While some anecdotal inputs — such as the 10-foot “RTO, YOU BLOW!” graffiti on the HQ’s Venetian marble façade — have provided us with early signal vs. noise, we need to unpack whether this is truly reflective of broad workforce alignment or just a loud micro-cohort of disengaged stakeholders. Similarly, the viral TikTok activation depicting our CEO engaging in an unflattering metaphorical sheep-mounting use case further underscores the urgency to get ahead of the narrative and ensure we control the story arc.
To move the needle, we propose deploying a frictionless, anonymous, one-week pulse survey to capture actionable insights and establish a single source of truth around employee perception. This will allow us to cascade findings, socialize results with key stakeholders, and circle back with a next-level POV that will ultimately unlock value across the org.
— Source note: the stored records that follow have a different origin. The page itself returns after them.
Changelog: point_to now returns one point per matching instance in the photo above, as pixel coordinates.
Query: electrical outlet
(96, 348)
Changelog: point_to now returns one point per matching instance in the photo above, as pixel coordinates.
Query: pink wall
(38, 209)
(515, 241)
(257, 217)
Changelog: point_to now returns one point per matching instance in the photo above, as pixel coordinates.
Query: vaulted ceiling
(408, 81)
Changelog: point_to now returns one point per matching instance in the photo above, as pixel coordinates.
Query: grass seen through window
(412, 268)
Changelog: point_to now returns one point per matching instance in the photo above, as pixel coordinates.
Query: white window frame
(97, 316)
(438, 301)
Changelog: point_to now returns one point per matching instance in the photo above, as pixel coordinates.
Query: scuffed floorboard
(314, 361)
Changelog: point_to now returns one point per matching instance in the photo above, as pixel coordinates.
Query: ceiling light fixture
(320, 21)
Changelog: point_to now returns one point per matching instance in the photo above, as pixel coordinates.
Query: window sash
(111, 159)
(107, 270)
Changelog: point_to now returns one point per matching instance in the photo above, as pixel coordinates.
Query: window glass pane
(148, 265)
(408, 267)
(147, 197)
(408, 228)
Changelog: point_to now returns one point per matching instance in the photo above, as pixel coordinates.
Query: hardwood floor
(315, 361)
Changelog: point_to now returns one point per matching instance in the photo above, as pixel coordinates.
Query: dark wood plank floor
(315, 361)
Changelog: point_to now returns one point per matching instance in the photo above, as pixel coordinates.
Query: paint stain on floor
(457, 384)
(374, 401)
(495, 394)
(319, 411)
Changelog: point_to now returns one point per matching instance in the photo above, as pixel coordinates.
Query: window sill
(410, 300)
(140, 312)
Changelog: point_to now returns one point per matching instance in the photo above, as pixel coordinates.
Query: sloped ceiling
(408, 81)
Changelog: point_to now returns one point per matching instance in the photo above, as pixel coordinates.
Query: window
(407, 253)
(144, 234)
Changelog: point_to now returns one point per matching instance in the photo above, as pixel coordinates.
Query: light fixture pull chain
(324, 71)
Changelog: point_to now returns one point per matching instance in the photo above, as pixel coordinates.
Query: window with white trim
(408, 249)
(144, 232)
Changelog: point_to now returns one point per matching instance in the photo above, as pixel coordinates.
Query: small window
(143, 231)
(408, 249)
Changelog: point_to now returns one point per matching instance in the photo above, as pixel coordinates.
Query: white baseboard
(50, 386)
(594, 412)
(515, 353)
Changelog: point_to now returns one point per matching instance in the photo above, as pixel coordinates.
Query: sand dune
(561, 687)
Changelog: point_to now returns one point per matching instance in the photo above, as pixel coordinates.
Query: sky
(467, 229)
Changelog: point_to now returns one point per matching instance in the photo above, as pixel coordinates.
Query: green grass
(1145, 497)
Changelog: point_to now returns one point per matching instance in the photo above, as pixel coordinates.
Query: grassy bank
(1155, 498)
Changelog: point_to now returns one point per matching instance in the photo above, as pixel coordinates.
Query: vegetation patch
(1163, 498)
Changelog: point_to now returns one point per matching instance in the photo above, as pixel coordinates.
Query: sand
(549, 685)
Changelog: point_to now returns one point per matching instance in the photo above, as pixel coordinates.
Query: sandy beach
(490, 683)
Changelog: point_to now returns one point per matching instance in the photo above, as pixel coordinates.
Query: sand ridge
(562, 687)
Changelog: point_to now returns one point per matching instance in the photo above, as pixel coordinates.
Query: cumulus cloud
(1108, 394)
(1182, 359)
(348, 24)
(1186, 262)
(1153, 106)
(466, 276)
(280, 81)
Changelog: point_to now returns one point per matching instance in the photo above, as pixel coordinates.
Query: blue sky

Please note: While our tiger team has already initiated a remediation sprint on the graffiti, some residual red spray-paint artifacts are still visible in certain lighting conditions. We will double-click on marble specialists to ensure a five-nines quality resolution.
Next steps: Let’s cascade any feedback on this proposal by EOD Monday so we can synchronize swim lanes, finalize the roadmap, and land the plane.
Thanks in advance for leaning in on this transformative opportunity to redefine employee experience KPIs in a post-pandemic RTO paradigm.
Synergistically yours,
Slides
“That’s truly awful,” I told Slides after reading the AI-generated rewrite.
“Yep,” she said. “Just what she’s gonna want.”
“There. Sent it.”
“If that’s what writing has become, I worry for the future of the English language,” I said. “I can’t imagine what Papa Hemingway or even Shakespeare would think if they…”
“Hang on,” Slides said. “Incoming from my manager.”
It read:
Re: Strategic RTO Sentiment Alignment Initiative — Proposal for Cross-Functional Execution
Hi Slides,
This deliverable is now a true next-level differentiator — a real value-add that aligns with our North Star metric of driving cultural synergies across the org. Let’s circle back tomorrow for a deep dive to double-click on a few areas where we can unlock incremental value and ensure stakeholder alignment.
You’ve really captured the essence of our culture narrative and positioned us to move the needle. With a few final polish sprints, we’ll be ready to operationalize this project, activate the roadmap, and land the plane at speed.
Thanks again for leaning in.
“That’s terrific, Slides,” I said. “I suppose this represents a true paradigm shift in your relationship.”
“Thanks, Rusty. Let’s circle back offline once my email hits!”